A pure red luminescent β-carboline-substituted biphenylmethyl radical: photophysics, stability and OLEDs

Abstract

Luminescent radicals, whose emission comes from the doublet exited state, have potential application in the field of organic optoelectronics. However, few radicals show luminescence at room temperature. Herein, a new pure red-emissive biphenyl-type (N-pyrido[3,4-b]indolyl)bis(2,4,6-trichlorophenyl)methyl radical (PyID-BTM) is designed and synthesized, in which the carbazole moiety of CzBTM (a previously reported biphenylmethyl radical by our group) is successfully replaced by β-carboline. Its photophysical properties, including the ground and excited states, and the radiative and non-radiative processes are systematically investigated. The photoluminescence quantum efficiency (ϕ = 19.5%) of PyID-BTM is ten times higher than that of CzBTM (ϕ = 2.0%) in cyclohexane. The crystal structure, magnetic properties, photostability and electroluminescence performance of PyID-BTM are studied.
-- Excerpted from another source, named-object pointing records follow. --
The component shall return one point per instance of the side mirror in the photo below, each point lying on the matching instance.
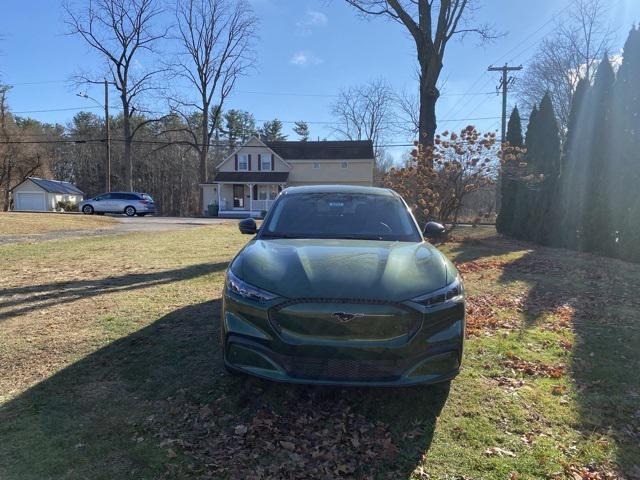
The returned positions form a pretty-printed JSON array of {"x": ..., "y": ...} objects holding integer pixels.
[
  {"x": 433, "y": 231},
  {"x": 248, "y": 226}
]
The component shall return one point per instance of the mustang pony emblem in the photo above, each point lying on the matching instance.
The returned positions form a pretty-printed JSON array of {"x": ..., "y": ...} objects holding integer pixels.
[{"x": 346, "y": 317}]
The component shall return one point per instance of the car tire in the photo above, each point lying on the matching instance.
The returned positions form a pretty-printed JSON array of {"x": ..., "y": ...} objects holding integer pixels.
[{"x": 232, "y": 372}]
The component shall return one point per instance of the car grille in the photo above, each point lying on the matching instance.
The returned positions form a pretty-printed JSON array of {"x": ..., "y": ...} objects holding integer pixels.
[{"x": 341, "y": 369}]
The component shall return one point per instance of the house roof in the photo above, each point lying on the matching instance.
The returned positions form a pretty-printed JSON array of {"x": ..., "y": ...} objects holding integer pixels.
[
  {"x": 324, "y": 150},
  {"x": 56, "y": 186},
  {"x": 344, "y": 189},
  {"x": 253, "y": 177}
]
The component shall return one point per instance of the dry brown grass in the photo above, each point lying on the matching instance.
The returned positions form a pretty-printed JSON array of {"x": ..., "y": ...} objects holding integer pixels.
[{"x": 15, "y": 223}]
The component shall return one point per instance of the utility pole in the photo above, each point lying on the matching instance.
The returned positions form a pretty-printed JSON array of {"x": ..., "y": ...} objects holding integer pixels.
[
  {"x": 505, "y": 83},
  {"x": 106, "y": 84},
  {"x": 108, "y": 133}
]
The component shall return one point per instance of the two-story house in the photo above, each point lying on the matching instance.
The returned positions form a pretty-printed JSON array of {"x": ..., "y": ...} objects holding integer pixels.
[{"x": 249, "y": 179}]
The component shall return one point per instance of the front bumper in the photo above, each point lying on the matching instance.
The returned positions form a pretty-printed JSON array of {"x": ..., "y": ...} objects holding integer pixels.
[{"x": 429, "y": 353}]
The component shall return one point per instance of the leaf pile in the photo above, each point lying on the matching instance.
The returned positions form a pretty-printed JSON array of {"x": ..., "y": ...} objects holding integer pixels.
[
  {"x": 311, "y": 439},
  {"x": 590, "y": 473},
  {"x": 483, "y": 313},
  {"x": 536, "y": 369}
]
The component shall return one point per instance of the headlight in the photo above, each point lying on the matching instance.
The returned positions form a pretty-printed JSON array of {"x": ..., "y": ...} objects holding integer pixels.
[
  {"x": 451, "y": 293},
  {"x": 243, "y": 289}
]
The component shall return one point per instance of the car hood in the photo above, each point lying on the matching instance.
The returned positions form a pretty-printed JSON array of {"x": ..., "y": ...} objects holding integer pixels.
[{"x": 328, "y": 268}]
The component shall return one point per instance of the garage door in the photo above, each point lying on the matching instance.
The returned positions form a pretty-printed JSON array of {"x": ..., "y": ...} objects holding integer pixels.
[{"x": 30, "y": 201}]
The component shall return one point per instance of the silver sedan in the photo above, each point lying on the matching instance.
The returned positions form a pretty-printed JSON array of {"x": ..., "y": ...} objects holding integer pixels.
[{"x": 129, "y": 203}]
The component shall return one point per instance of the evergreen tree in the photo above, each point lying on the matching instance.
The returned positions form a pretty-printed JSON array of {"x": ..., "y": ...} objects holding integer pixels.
[
  {"x": 597, "y": 216},
  {"x": 524, "y": 194},
  {"x": 546, "y": 170},
  {"x": 302, "y": 129},
  {"x": 240, "y": 127},
  {"x": 572, "y": 180},
  {"x": 272, "y": 131},
  {"x": 508, "y": 184},
  {"x": 626, "y": 153}
]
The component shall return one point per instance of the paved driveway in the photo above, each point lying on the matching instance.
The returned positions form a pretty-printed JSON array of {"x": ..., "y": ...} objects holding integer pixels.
[
  {"x": 161, "y": 224},
  {"x": 123, "y": 225}
]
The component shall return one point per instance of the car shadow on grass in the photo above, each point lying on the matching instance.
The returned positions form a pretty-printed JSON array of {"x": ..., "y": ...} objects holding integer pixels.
[
  {"x": 17, "y": 301},
  {"x": 158, "y": 404},
  {"x": 471, "y": 249},
  {"x": 596, "y": 298}
]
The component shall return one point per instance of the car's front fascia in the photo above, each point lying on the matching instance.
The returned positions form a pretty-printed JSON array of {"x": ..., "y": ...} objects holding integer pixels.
[{"x": 379, "y": 341}]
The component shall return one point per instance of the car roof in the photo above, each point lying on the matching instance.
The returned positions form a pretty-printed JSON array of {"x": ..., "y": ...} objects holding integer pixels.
[
  {"x": 355, "y": 189},
  {"x": 134, "y": 193}
]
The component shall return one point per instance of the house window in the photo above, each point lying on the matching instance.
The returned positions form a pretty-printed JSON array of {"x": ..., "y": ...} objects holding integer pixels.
[
  {"x": 267, "y": 192},
  {"x": 265, "y": 162},
  {"x": 243, "y": 162}
]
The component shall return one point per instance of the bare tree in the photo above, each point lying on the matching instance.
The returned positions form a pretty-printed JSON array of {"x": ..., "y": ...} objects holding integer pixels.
[
  {"x": 216, "y": 38},
  {"x": 364, "y": 112},
  {"x": 572, "y": 52},
  {"x": 407, "y": 113},
  {"x": 120, "y": 31},
  {"x": 431, "y": 23},
  {"x": 18, "y": 158}
]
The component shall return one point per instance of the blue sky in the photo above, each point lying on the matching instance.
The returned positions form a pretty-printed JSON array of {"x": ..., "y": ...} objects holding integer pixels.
[{"x": 308, "y": 50}]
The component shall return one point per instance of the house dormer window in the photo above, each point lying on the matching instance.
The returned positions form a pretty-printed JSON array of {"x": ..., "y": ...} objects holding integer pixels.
[
  {"x": 243, "y": 162},
  {"x": 265, "y": 161}
]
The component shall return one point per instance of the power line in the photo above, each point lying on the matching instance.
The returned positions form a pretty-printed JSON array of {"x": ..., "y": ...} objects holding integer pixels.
[
  {"x": 68, "y": 109},
  {"x": 398, "y": 143},
  {"x": 455, "y": 108}
]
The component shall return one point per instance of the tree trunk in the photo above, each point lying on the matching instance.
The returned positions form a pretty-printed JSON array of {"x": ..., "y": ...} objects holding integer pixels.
[
  {"x": 430, "y": 71},
  {"x": 204, "y": 152},
  {"x": 7, "y": 188},
  {"x": 128, "y": 141}
]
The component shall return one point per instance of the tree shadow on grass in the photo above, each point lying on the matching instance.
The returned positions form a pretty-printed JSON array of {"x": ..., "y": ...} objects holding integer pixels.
[
  {"x": 20, "y": 300},
  {"x": 134, "y": 409},
  {"x": 470, "y": 249},
  {"x": 597, "y": 299}
]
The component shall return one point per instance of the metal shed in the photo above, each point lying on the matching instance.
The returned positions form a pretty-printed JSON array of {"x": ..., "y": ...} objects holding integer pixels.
[{"x": 42, "y": 195}]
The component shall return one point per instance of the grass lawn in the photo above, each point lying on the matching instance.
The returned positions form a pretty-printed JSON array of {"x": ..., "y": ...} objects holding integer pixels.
[
  {"x": 110, "y": 368},
  {"x": 16, "y": 223}
]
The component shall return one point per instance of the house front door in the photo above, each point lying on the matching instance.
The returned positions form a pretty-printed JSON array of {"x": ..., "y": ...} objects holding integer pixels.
[{"x": 238, "y": 196}]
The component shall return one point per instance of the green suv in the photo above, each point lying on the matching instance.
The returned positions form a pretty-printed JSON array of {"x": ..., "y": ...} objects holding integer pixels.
[{"x": 339, "y": 287}]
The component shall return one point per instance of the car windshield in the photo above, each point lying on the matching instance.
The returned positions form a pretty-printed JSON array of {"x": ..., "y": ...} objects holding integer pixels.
[{"x": 344, "y": 216}]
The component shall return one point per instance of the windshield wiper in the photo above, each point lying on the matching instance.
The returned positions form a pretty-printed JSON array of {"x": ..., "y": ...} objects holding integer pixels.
[{"x": 280, "y": 235}]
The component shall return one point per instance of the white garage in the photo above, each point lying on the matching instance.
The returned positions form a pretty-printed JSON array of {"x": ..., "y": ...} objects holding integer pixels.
[{"x": 42, "y": 195}]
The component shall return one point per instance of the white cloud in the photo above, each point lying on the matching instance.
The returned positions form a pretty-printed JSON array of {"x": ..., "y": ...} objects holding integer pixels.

An optimized OLED device using PyID-BTM as an emissive dopant showed pure red emission with CIE coordinates of (0.649,0.317) and a maximum EQE of 2.8%, and the formation ratio of doublet excitons was up to 70%. This study provides a new approach for designing high-performance luminescence biphenylmethyl radicals for applications in organic electroluminescence.